I looked up at her, choking down the excruciating chasm of hollow bitterness. “I shouldn’t have suggested it. I shouldn’t have said shit, and I’m truly sorry.”

“Mikey, stop,” she whispered, silent tears streaming down her cheeks.

“Stop what? I’m trying to apologize.” I hated where this was going. I could smell it from a mile away.

“You knew we would never work.” She drew in a shaky breath, and I gave her a tight smile.

“I know, Scotch,” I whispered, realizing that it wasn’t anger coursing through my veins but reality. The reality of our short-lived moment of shared passion.

“So, we’re clear on things, right?” she quietly muttered.

I looked up at her as she quickly wiped away the stains on her cheeks. Nothing between us had even started and it was already over, but that didn’t mean it hurt any less. As my soul shattered, my heart swallowed back into the pit of hardened stone, nothing before had ever pained me so much.
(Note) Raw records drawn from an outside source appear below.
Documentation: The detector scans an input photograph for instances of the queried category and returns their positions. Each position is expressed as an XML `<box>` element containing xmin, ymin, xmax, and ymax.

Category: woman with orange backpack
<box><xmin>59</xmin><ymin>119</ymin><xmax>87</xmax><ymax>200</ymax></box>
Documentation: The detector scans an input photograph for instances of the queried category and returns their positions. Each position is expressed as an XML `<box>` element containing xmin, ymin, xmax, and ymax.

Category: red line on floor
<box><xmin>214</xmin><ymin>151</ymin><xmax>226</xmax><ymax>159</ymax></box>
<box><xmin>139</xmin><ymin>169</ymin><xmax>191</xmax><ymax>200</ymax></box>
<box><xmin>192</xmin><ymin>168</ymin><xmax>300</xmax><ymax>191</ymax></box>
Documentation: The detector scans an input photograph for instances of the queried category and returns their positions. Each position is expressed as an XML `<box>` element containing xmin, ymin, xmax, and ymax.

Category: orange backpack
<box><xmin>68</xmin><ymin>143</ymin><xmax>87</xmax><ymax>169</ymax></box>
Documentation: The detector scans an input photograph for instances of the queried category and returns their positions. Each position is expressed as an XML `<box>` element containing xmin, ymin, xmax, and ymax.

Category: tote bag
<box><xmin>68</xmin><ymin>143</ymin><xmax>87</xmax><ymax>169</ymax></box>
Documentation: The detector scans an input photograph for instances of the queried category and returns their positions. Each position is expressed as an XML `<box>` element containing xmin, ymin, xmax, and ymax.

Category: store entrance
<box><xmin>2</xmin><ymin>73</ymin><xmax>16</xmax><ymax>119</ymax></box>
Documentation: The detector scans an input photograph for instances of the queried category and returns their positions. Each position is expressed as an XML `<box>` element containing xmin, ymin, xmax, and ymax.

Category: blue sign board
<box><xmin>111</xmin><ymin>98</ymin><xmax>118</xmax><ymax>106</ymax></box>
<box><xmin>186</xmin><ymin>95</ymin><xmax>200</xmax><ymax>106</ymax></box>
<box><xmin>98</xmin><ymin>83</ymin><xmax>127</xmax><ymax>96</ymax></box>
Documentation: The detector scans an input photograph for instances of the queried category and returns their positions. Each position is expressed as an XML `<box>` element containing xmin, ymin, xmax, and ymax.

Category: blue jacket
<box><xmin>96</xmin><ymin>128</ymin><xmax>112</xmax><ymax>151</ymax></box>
“Crystal,” I replied and dragged my legs over the bench, standing up. I refused to be the reason that she lived with regrets. I wouldn’t be the reason that she didn’t get everything she’d worked for—even if that meant keeping my feelings for her to myself. Even if that meant living on the sidelines and alone. At least that was something I was good at.

Because she deserved the world.

And that apparently didn’t include me.

“Mikey!” Scottie cried out. I closed my eyes, reaching for Jacob’s dog tags in my pocket.

And then I walked away. Nothing I wanted to say would rectify the situation. She was right. I’d known from the beginning that we were destined to fail. I just hadn’t expected it to happen this quickly.

I hadn’t expected it to feel this strange, even more painful than walking in on Rachel cheating. Everything shifted, became unfamiliar, even the feel of the dog tags beneath my fingers felt odd. Unusual.

Everything just was.

Wait.

I rounded a corner and stopped walking.

The dog tags really did feel strange. Pulling them out of my pocket, I put aside the heartache and studied the same metal that hung around my neck.

“No. Fucking. Way,” I gasped, my mouth falling open. They were not the same as the tags I wore. The two dog tags each held seven numbers. That was it.